Car il faut dire que les morceaux joués ce soir vont être pour la plupart assez lents, produisant une ambiance particulière et propre au groupe, qui renforce l’impact des titres forts et puissants, tout en permettant une alternance intéressante. Issue de l’album Penny Sparkle, Love Or Prison impose ainsi cette ambiance avec classe, notamment grâce à un Simone Pace incroyable à la batterie. Il sera d’ailleurs l’élément fort de ce set. Alors qu’on pensait que Kazu Makino serait la clé du concert, elle rencontre ce soir-là des difficultés de justesse dans le chant et on préférera écouter Amadeo qui la surclassera régulièrement.
Reste le plaisir de redécouvrir le dernier album en live, avec Mind To be had, tout en longueur, notamment dans son introduction démontrant s’il en était encore besoin la maîtrise du groupe, et sur No More Honey, assumée par Kazu, chanson beaucoup plus risquée basée sur la rupture, reposant sur la voix et les rebonds réguliers à la fois de la basse et de la guitare. Blonde Redhead a encore des choses à offrir, comme ce superbe Dripping, single de Barragan qui bénéficie d’une base rythmique juste affolante et d’une introduction qui ne peut laisser personne indifférent.
Mais les meilleurs moment du concert seront les titres issus du très bon album 23, tel l’énergique Spring And By Summer Fall qui va être la seule à faire décoller les pieds du sol à un public toulousain encore une fois trop statique. Avec Spring And By Summer Fall, Blonde Redhead tient son single absolu, un titre qui fonctionnera toujours en concert, idéal pour casser les routines et les ambiances trop intrusives et relancer la folie. Melody Of A Certain Three finira dans cette même touche le set principal au bout d’une cinquantaine de minutes. Difficile de ne pas croire en un rappel.

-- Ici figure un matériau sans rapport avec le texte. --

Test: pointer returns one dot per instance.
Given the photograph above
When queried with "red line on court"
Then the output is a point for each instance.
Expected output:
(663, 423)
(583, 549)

C’est donc avec les efforts d’un public peu convaincu que Blonde Redhead revient mettre en avant Barragan avec le single The One I Love puis la très originale Defeatist Anthem (Harry and I) qui renvoie directement aux premiers albums des Américains. Ces titres ne seront d’ailleurs pas dépourvus de quelques couacs. Plus tôt, il aura même fallu que Kazu Makino reprenne complètement une chanson dont elle avait oublié les paroles. Elle s’en excusera d’ailleurs, et il est bien difficile de lui en vouloir tant l’instant est au fond amusant.
Le show s’achèvera après la magnifique 23, excellente chanson à l’énergie folle qui permet un finish impeccable grâce à la voix de Kazu, très en jambe sur ce morceau, plein d’urgence dans les refrains. On sent que la fin est proche, trop proche puisque le concert a duré à peine plus d’une heure. On ressort du Bikini avec un sentiment de frustration – avec autant de chansons dans l’escarcelle, on aurait logiquement pu s’attendre à plus de générosité – mais sans regretter d’avoir croisé le chemin de Blonde Redhead dont les chansons prennent une envergure différente sur scène. Sans faire de grand bruits, les Américains mènent une carrière remarquable et restent toujours aujourd’hui en capacité d’apporter des moments de grâce.